Membaca Musikalisasi Sastra

1386214814910

Bertempat di Concert Hall Taman Budaya Yogyakarta diadakan Seminar Musikalisasi Sastra yang menghadirkan Cak Nun, Iman Budhi Santoso, dan Hamdy Salad yang dipandu oleh Indra Tranggono. Seminar ini merupakan bagian awal dari rangkaian agenda Musikalisasi Sastra di TBY yang berlangsung tanggal 6 hingga 7 Desember ini dengan puncak acara pentas musik-puisi Cak Nun-Dinasti.
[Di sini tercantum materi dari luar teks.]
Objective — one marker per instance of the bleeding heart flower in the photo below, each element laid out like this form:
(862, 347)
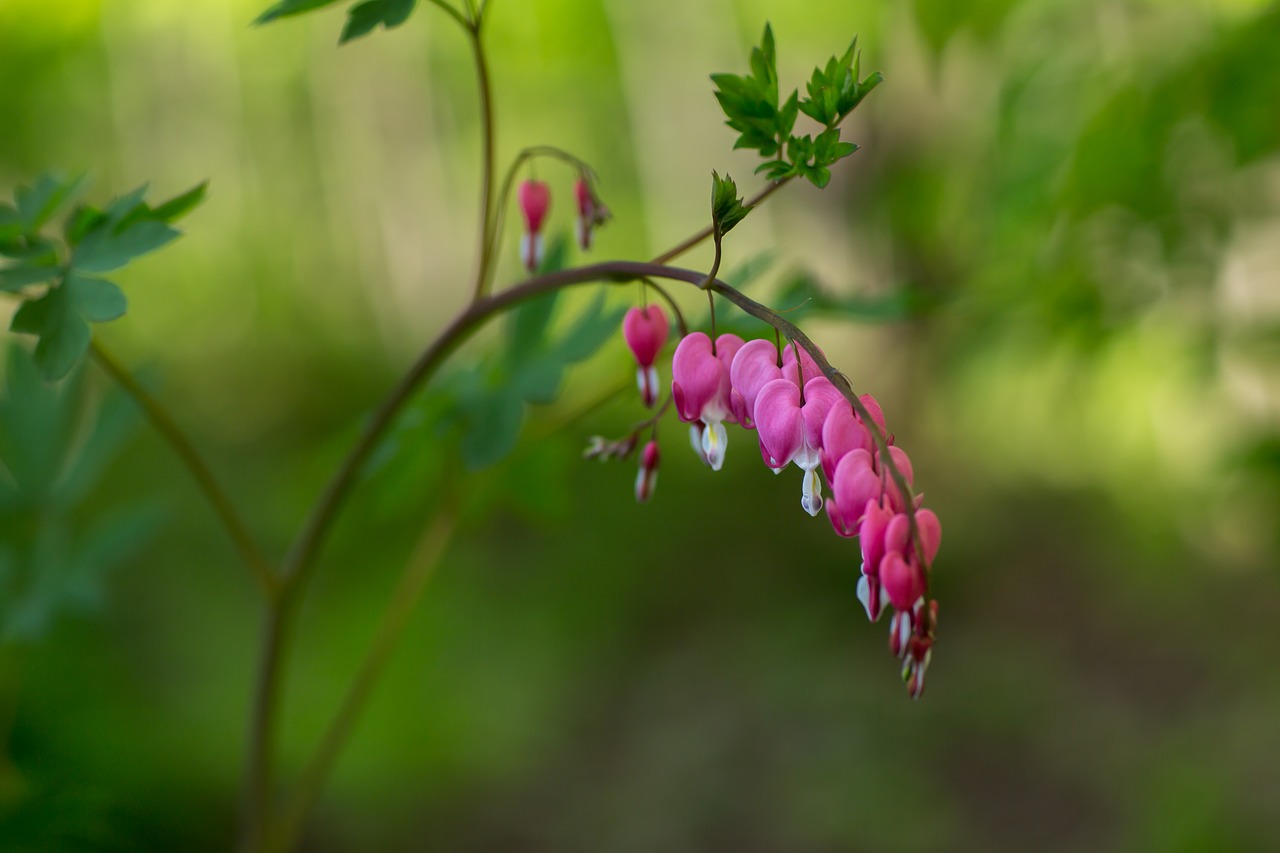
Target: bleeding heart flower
(700, 387)
(645, 332)
(535, 199)
(647, 478)
(592, 213)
Pada masa dahulu, para sastrawan atau pujangga menjadi bagian dari kebijakan dan kebijaksanaan para raja. Dan para raja itu bertanggung jawab dan menanggungjawabi karya-karya para pujangga ini. Berbeda halnya dengan situasi saat ini. Para penyair menjadi bagian kaum intelektual saja. Upaya untuk mendekatkan sastra kepada masyarakat adalah dengan menjadikannya sebagai tuntunan dan “tontonan”. Itulah sebabnya siang ini kita menghadirkan Cak Nun. Karya-karya Cak Nun tidak pernah berhenti hanya sebagai buku, tetapi terus dihadirkan melalui pementasan di antaranya. Kita tahu sampai ini Cak Nun terus berkeliling ke mana-mana menghadirkan tuntunan dan/dalam pementasan yang beraneka ragam bentuk dan nuansanya, di antaranya melalui musik.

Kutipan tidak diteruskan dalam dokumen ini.